We won’t be seeing as much of “Creepy Rob Lowe” on our television sets really soon after a business watchdog group cried foul about some of DirecTV claims that were highlighted in an extremely popular commercial series starring the actor. As a result, DirecTV has nixed its Rob Lowe ad campaign.
The campaign, which featured a suave Lowe purchasing DirecTV as various lesser versions of Lowe went for cable, was the perfect ironic pitch for a digital service in a rapidly changing television market.
Featuring Lowe alter-egos such as “Creepy Rob Lowe” and “Painfully Awkward Rob Lowe,” it was funny. It was shareable. It starred an actor beloved by baby boomers and Generation X for his turns in “The Outsiders” and “About Last Night” — and by millennials for his appearances in “Parks and Recreation.” And Lowe had “completely gotten into the characters,” according to a DirecTV executive.
But Comcast said the claims made in the ads weren’t quite true, as the Los Angeles Times reported. The National Advertising Division (NAD), a part of the Council of Better Business Bureaus that keeps an eye on truth in advertising, said Comcast challenged the following DirecTV claims made via Lowe:
- “With DirecTV you get 99% signal reliability”
- “With DirecTV you get 99.9% signal reliability”
- “With DirecTV you get 1080p picture quality and Dolby 5.1. The industry’s best picture quality and sound.”
- “Up to 1080p picture quality”
- Rob Lowe Alter-Ego: “Don’t be like this me.

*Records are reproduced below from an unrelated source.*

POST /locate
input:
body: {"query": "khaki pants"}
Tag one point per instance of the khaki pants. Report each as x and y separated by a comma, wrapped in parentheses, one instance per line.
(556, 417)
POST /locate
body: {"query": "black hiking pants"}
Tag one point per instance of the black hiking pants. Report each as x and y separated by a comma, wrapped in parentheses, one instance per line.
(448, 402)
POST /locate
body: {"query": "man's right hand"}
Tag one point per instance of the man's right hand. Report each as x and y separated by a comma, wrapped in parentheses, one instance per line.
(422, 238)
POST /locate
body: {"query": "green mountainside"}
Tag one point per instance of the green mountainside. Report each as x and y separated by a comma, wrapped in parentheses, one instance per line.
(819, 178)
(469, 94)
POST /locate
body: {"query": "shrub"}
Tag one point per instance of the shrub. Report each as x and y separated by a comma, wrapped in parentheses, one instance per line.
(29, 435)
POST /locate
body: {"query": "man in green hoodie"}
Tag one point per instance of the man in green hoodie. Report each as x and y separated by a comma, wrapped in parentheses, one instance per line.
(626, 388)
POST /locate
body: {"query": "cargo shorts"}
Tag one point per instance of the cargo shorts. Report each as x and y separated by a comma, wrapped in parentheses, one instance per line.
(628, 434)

Get rid of cable and upgrade to DirecTV”
- “DirecTV is #1 in customer satisfaction over all cable TV providers”
- “DirecTV is ranked higher than cable for over 10 years.”
- “DirecTV is the undisputed leader in sports which means you can watch all the games you want to”

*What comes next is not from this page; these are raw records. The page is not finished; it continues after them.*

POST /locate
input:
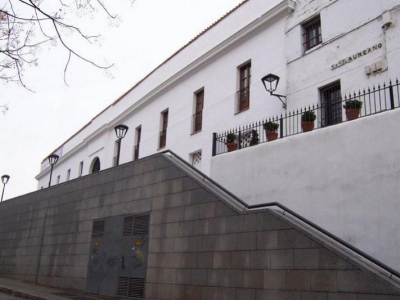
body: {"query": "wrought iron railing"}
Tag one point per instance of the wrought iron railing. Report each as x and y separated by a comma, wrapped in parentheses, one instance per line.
(374, 100)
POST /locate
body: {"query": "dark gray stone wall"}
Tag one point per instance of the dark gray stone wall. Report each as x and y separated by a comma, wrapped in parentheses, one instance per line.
(199, 247)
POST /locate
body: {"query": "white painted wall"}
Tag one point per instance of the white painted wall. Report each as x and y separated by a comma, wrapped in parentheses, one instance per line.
(348, 27)
(345, 178)
(266, 20)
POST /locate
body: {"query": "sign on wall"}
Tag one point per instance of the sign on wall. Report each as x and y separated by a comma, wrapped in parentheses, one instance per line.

- “When it comes to sports, with DirecTV, you can have them all.”
The NAD concluded that, while DirecTV’s claims about signal reliability and 1080p picture quality were defensible, its claims about customer satisfaction and quality as well as its ranking were not.
“Humor can be an effective and creative way for advertisers to highlight the differences between their products and their competitor’s,” the NAD said, but “humor and hyperbole do not relieve an advertiser of the obligation to support messages that their advertisements might reasonably convey — especially if the advertising disparages a competitor’s product.”
DirecTV, for its part, “continues to believe that the various Rob Lowe advertisements are so outlandish and exaggerated that no reasonable consumer would believe that the statements being made by the alter-ego characters are comparative or need to be substantiated,” as the NAD reported.
The NAD said DirecTV will appeal the ruling, but retreat from the field.
DirecTV said it would appeal the ruling, but also said that the Rob Lowe ads were always only scheduled to run through the first quarter of 2015, despite the fact that the message was a boon to business and boosted subscribers substantially last year.
Lowe had this to say via a tweet:
Recent events have underlined my belief that for something to be truly original, funny and subversive, there must also be fallout. #Life
— Rob Lowe (@RobLowe) April 8, 2015
“We try to retire campaigns at their peak — before they jump the shark,” Jon Gieselman, DirecTV’s senior vice president of marketing, told the Los Angeles Times. But, he added that Lowe might be back. “We’ve talked with Rob about doing something else in the future.”